Because. Stuff. Is. Awesome.
Since I did it once, I'm obviously an expert, so here is my tutorial on Dumpster Diving for Wimps (like me):
1. Have neighbors who are wealthy enough that they only occupy the house on your street for a few months a year. The rest of time they live somewhere where it is probably not freezing freaking cold don't go outside or you'll lose a limb / burning hell hot with extra humidity for added sparkle.
2. Make sure this family sells their home AND make sure they are too lazy to take their usable stuff to Salvation Army; so they stick it all in the rented Waste Management dumpster in their driveway. (Seriously, there wasn't even any actual trash in that thing, it was all stuff!) I look at it as "freecycle.org coming to a neighborhood near you!"

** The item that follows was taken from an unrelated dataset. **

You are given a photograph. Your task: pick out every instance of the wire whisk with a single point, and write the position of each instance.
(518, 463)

You can probably see where I'm going with this:
3. Make sure your husband is sweet enough to go over and score you some free stuff.
Like an Army Helicopter Game that was STILL IN IT'S BOX:
And if you've always wanted your kids to have a Little Tikes Water Table, make sure to get one of those:
Especially if your kids think "water tornadoes" are the coolest thing ever:
And a cool backyard chair that can be painted and beautified later:
4. If your old swing set was knocked down and broken by some crazy strong backyard wind, make sure that the other neighbor (who also looked through the dumpster and who knew the family and I swear my neighborhood is not as trashy as it sounds) offers to call and ask if we could have their swing set! Hell, yeah!
It could use a fresh coat of paint, and the slide is teeny tiny, but Peyton and Ella love it! And we all know that swinging is Ella's favorite thing in the world. So she's as happy as can be because this sucker has all sorts of swinging possibilities.
Ella said, "We don't have to go to all the other parks because now we have our own!"
I have to say, though, that one of the highlights was telling James, "Seriously, we have enough bouncy balls in this house! We really, really don't need any more!" as he chucked this ball across the street into our front yard. And then hearing Peyton say, "Ella, look at this Bob the Builder ball! Daddy found it in the TRASH!" Awesome. Because in two weeks, when he starts kindergarten, and his new teacher asks what he did over the summer: "We got new toys out of our neighbors' garbage!" is not exactly how I'd like my family introduced.